The Guide, meanwhile, will this year not just issue stars and celebrate its version of quality but “highlight the resilience...and potential of the industry across the UK and Ireland,” as well, reflecting that these are strange times for a guide that has always leaned heavily towards the upper-end of the restaurant industry. Michelin stars across the world are synonymous with fine-dining, and have over the years been more readily handed out to European restaurants run by men, in addition to expensive sushi restaurants and high-end South Asian establishments in London. While the full impact of the pandemic on London’s restaurants is not yet known, the acute vulnerability of that section of the industry — so reliant on high-rolling (gastro)tourists, for one — has been revealed by some of the big, early permanent closures in the capital: The Ledbury and The Greenhouse both held two Michelin stars, while Indian Accent, another early casualty, was thought by some to have been perplexingly overlooked by the Red Guide.

Early in the pandemic Michelin’s communications wing was keen to emphasise that the almost complete shutdown of the restaurant industry would not impact its importance, emphasising that its latest set of stars would “mean the same in 2021 as they always have.”

That’s what the corporate machine behind the guide hopes. But the messaging from Poullennec today takes care to emphasise its delay being as much about the practical complications of coming so soon after the reopening of restaurants as it is about giving inspectors the time they “need to be fair to restaurateurs and to ensure the consistent, expert advice our customers demand.”

Poullennec later leans more explicitly into the language of support for an industry it knows has taken a hammering and whose survival it is existentially reliant upon. Those famously anonymous inspectors “are eating out and supporting the industry across Great Britain and Ireland,” he said. Seated not as frightening adversaries, but “busy sharing their joy and posting about their experiences on our social media platforms,” he claimed. “We hope this has enticed many customers back into eating out and supporting their local restaurants and the restaurant industry at large.”
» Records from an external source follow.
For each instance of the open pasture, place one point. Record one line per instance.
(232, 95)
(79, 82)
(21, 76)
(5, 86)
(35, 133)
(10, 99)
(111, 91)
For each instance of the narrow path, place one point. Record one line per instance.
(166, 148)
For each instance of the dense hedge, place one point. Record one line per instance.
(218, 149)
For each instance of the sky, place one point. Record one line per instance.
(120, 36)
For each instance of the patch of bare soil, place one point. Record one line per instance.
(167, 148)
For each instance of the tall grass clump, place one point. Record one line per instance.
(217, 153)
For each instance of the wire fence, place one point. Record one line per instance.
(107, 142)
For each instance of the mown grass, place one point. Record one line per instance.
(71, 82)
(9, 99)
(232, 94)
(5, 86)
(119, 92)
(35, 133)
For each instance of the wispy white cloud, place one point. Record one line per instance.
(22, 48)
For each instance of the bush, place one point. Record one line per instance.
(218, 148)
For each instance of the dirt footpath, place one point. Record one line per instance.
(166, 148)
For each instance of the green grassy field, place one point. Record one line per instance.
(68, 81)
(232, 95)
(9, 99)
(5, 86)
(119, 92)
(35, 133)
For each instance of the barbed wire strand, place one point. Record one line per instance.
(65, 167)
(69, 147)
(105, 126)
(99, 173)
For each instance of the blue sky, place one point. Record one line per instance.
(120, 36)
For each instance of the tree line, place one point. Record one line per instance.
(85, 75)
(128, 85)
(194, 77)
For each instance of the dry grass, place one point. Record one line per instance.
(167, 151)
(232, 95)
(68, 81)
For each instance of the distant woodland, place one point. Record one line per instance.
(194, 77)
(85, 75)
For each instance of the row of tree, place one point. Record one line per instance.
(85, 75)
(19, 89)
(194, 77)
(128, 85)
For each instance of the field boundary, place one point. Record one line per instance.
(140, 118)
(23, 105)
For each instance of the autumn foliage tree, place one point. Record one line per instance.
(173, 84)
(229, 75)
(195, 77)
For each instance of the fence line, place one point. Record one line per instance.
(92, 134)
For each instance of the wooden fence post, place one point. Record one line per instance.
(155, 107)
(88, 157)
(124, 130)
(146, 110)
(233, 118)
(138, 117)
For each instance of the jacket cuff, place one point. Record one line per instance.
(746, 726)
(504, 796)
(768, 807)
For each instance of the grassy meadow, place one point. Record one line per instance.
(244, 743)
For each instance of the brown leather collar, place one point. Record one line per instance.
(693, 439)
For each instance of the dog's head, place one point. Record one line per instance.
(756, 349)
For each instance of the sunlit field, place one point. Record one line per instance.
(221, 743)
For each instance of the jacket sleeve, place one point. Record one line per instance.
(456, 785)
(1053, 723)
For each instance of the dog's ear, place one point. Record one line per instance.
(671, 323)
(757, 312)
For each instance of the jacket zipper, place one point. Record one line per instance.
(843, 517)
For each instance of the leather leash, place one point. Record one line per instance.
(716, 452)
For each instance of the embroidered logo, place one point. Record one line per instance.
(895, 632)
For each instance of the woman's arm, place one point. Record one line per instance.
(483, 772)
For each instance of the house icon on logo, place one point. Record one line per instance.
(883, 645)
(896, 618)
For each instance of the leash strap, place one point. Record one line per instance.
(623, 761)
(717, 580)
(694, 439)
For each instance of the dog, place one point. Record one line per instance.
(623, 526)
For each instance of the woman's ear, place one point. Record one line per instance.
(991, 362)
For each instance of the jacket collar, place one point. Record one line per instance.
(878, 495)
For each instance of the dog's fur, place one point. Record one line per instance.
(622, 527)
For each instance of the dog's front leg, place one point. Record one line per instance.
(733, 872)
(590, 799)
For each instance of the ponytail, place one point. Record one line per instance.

Michelin, like the World’s 50 Best Restaurant list, finds itself at a curious juncture: with no option but to lend whatever it chooses to categorise as support, it must also retain the authority on which its brands and business models rely. “Restaurants have been through challenges we previously couldn’t even have imagined — and I want to applaud chefs and owners for the passion, ingenuity and entrepreneurship they have shown this year,” Poullennec offered with as much sincerity as he’s probably able to muster.

It leaves the Red Guide with little option but to shift its emphasis: Michelin not merely as arbiter of good and bad, but Michelin as benevolent provider of footfall itself. In Poullennec’s words: “The future may look different but our goal remains constant: to connect customers to the best restaurants around the country, whatever the occasion, and to celebrate this most magnificent of industries — one that brings so much joy to so many.”

Without question, Michelin has brought a lot of joy to the restaurants it has ordained. It can also bring misery to those it overlooks, such has been its effect in instituting a hierarchy that for a certain type of chef can be impossible to ignore.

Now, it says it recognises the “adaptability and commitment shown by chefs and restaurateurs” as showing “signs of an industry with huge potential.” With a new degree of compassion, just how Michelin manages to balance support with its inherent selectivity is just as uncertain as the future of the industry itself.